Wednesday, April 09, 2008

Laughter may be the best medicine

Many years ago I took a young lady on our second date to a Marx Brothers triple feature at the Exeter Theater in Boston. We saw "Monkey Business", "A Night at the Opera" and "Duck Soup". Having seen these at least a half-dozen times before, I anticipated and laughed before every major punch line was delivered on screen.

You see, men have known about the therapeutic value of laughter for some time now. Long before scientific verification. How else to explain our addiction to the antics of Stanley, Ollie, Moe, Larry, Curly, Harpo, Chico and Groucho? (At least those of us over 50).

Laughter is really is serious business. Do yourself a favor and have a few good yuks (or nyuks) and at least one good, deep belly laugh today. Better yet, make someone you love laugh. (GW)

How to laugh away stress

Just thinking about laughing makes you feel better.

They say that laughter is the best medicine, and now research is beginning to prove that this adage might be truer than we think. Laughter has long been known to make people happier, but a new study has shown that even anticipating a good laugh is good for your health.

When stressed out, the body constricts blood vessels, elevates the production of potentially damaging stress hormones, and raises blood pressure. Short periods of stress are normal and not dangerous, but over long periods of time stress weakens the immune system and makes heart problems more likely.

In 2005 researchers found that laughing lowers blood pressure, but the biochemical mechanism within the body remained unclear. Now Lee Berk at Loma Linda University in California and his colleagues have revealed part of the answer.

He who laughs first

Back in 2006, Berk and his colleagues found that merely anticipating laughter boosted the production of mood-elevating hormones called β-endorphins and the immunity-enhancing human growth hormone by 27% and 87%, respectively. This led the team to wonder whether the link between lowered blood pressure and laughter could be the result of laughter somehow interfering with the production of stress hormones.

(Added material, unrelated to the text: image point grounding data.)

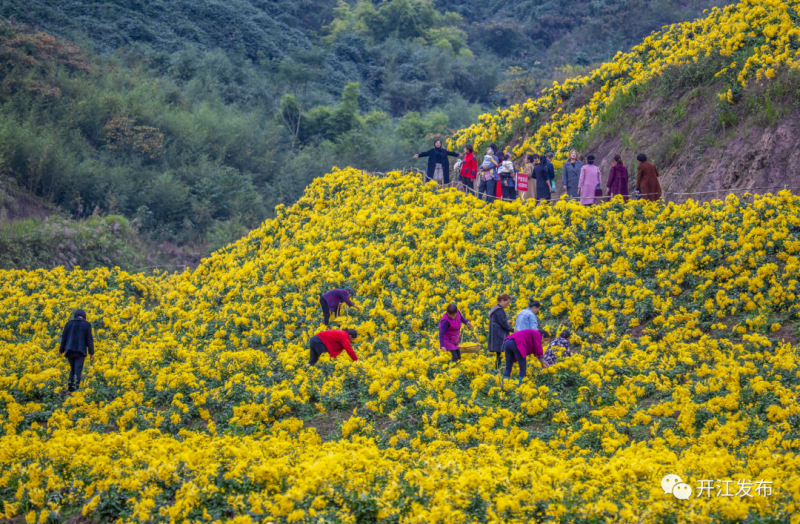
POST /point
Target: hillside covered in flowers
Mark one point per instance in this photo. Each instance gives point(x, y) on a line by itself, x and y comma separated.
point(713, 101)
point(200, 405)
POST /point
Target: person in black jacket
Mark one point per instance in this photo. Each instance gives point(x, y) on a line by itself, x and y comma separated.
point(499, 328)
point(437, 159)
point(544, 174)
point(76, 340)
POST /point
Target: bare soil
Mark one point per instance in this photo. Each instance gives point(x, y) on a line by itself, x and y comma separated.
point(328, 425)
point(682, 132)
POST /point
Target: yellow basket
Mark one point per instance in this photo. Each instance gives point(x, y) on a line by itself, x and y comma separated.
point(469, 347)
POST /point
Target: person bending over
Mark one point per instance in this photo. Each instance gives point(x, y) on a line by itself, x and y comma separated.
point(76, 341)
point(450, 331)
point(518, 346)
point(332, 342)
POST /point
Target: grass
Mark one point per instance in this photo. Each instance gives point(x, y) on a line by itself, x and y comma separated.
point(33, 243)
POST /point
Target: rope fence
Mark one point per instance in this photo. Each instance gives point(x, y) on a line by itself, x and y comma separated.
point(666, 196)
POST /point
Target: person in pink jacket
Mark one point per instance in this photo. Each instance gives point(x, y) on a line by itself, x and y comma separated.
point(450, 331)
point(589, 180)
point(518, 346)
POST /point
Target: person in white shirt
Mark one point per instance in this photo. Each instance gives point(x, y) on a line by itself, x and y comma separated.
point(527, 319)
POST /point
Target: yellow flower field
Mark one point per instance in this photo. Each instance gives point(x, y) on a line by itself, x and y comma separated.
point(200, 405)
point(752, 40)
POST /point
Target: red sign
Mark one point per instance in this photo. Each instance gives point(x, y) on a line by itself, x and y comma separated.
point(522, 182)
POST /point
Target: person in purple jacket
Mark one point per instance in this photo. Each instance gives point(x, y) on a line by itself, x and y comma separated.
point(334, 298)
point(518, 346)
point(450, 331)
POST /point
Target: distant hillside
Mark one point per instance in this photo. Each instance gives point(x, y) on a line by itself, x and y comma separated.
point(398, 50)
point(714, 102)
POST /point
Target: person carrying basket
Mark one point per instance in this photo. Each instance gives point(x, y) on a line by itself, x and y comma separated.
point(450, 331)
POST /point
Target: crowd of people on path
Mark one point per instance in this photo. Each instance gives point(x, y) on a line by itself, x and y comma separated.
point(497, 177)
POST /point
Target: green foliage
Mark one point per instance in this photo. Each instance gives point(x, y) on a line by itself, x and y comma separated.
point(401, 20)
point(266, 96)
point(325, 122)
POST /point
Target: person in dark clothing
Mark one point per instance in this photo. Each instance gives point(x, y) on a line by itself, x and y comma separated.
point(543, 174)
point(486, 172)
point(438, 162)
point(450, 331)
point(508, 174)
point(76, 341)
point(334, 298)
point(499, 327)
point(618, 179)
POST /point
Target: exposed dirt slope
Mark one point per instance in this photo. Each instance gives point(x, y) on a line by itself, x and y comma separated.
point(703, 145)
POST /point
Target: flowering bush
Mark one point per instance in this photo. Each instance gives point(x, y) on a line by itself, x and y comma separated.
point(758, 36)
point(198, 404)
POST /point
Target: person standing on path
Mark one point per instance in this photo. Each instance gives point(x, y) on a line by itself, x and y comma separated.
point(508, 174)
point(499, 327)
point(518, 346)
point(334, 298)
point(571, 174)
point(487, 186)
point(618, 179)
point(332, 342)
point(76, 341)
point(647, 183)
point(450, 331)
point(527, 319)
point(530, 163)
point(590, 179)
point(438, 163)
point(543, 173)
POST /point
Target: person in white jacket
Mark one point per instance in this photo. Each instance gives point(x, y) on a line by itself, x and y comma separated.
point(527, 319)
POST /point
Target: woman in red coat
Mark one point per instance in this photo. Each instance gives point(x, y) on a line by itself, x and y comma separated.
point(332, 342)
point(618, 179)
point(469, 169)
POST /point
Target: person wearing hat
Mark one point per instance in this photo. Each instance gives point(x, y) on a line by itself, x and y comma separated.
point(527, 319)
point(333, 343)
point(561, 342)
point(438, 163)
point(589, 181)
point(334, 298)
point(76, 341)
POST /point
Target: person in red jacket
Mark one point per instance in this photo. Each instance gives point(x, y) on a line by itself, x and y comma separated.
point(469, 170)
point(333, 342)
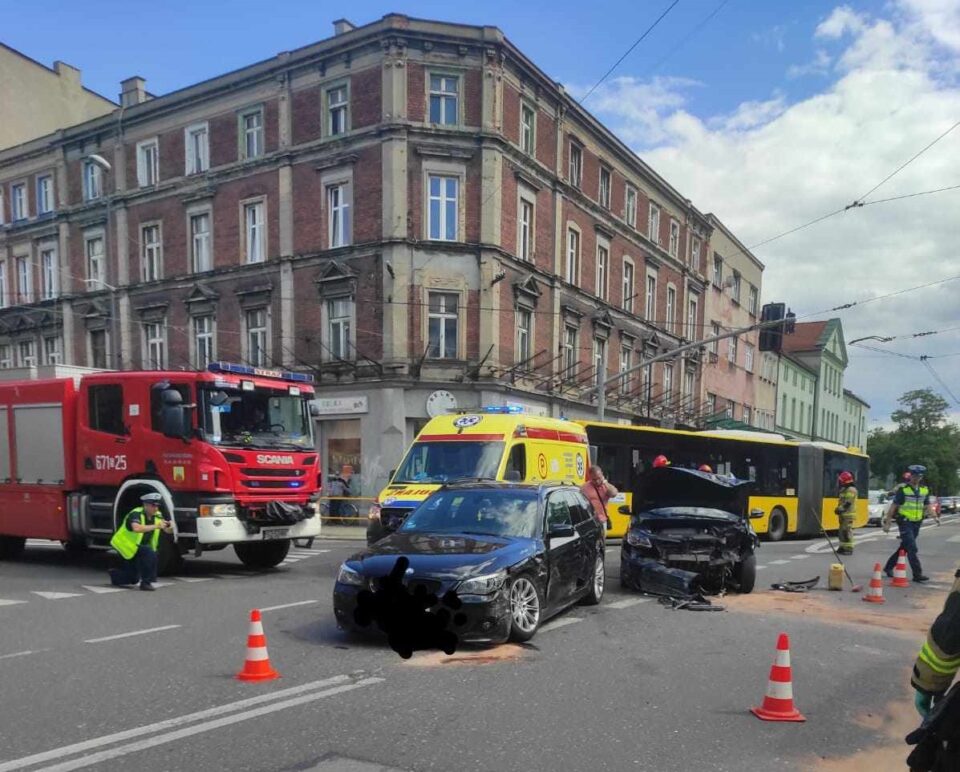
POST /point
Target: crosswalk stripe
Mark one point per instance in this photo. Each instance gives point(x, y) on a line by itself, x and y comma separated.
point(100, 589)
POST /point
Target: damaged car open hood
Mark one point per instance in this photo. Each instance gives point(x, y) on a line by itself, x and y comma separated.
point(672, 488)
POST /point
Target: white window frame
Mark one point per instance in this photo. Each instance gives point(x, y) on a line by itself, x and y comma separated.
point(444, 97)
point(45, 196)
point(674, 244)
point(528, 131)
point(605, 191)
point(572, 262)
point(340, 327)
point(204, 340)
point(256, 339)
point(575, 169)
point(627, 286)
point(524, 341)
point(19, 203)
point(653, 223)
point(337, 110)
point(148, 163)
point(255, 241)
point(603, 269)
point(444, 201)
point(196, 143)
point(151, 252)
point(246, 133)
point(196, 238)
point(55, 356)
point(444, 316)
point(154, 344)
point(650, 297)
point(92, 181)
point(526, 224)
point(339, 200)
point(23, 270)
point(630, 199)
point(49, 271)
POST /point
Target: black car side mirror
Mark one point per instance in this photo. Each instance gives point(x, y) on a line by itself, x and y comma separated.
point(560, 530)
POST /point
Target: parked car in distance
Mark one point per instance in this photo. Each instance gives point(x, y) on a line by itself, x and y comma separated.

To test this, they worked with a group 16 men. Half were told that they were going to watch a humorous video that they themselves had selected earlier; the other half were told that they were going to sit in a room with magazines. The researchers monitored the men for levels of the stress hormones cortisol and adrenaline, and for dihydroxyphenylacetic acid (DOPAC) — a metabolite of dopamine that helps to produce adrenaline — throughout the experiment.

Berk and his team report today at the 121st Annual Meeting of the American Physiological Society in San Diego, California, that levels of all three stress chemicals decreased before, during and after the men viewed their videos. Thirty minutes after the videos were watched, cortisol was down 67%, adrenaline was down 35%, and DOPAC was down 69%. But what really shocked the team was that cortisol, adrenaline and DOPAC decreased by 39%, 70%, and 38% respectively before anything funny was seen. “It would seem that merely having a merry heart in anticipation of the happy experience lowered stress levels... they dropped before videos were even watched” says Berk.

No laughing matter

Berk and his team are serious about the study of laughter, because the potential applications are huge. “It’s no joke, we need to start prescribing humour as medication” says Berk. Immune disorders are known to be exacerbated by stress, and if getting immune-disorder patients to anticipate happiness or laughter reduces concentrations of stress chemicals in the blood, then this therapy can only serve to help, explains Berk.

Stress hormones do a lot more than regulate the immune system, they contribute to many health-related issues such as depression, high blood pressure and control of diabetes, says Bruce Rabin, a pathologist and psychiatrist at the University of Pittsburgh Medical Center in Pennsylvania. “Looks like my grandmother was right, laughter is the best medicine,” Rabin adds.

The next step is to understand the biochemical pathways that allow communication between this humour region of the brain and the hormone-releasing section of the endocrine and immune systems. Berk says he thinks that cytokines — the peptides that are produced by the immune system and regulate how it responds to outside agents and neurological activity — are the key. “We need to figure out which cytokines are doing what and how they are modulating in response to laughter” says Berk.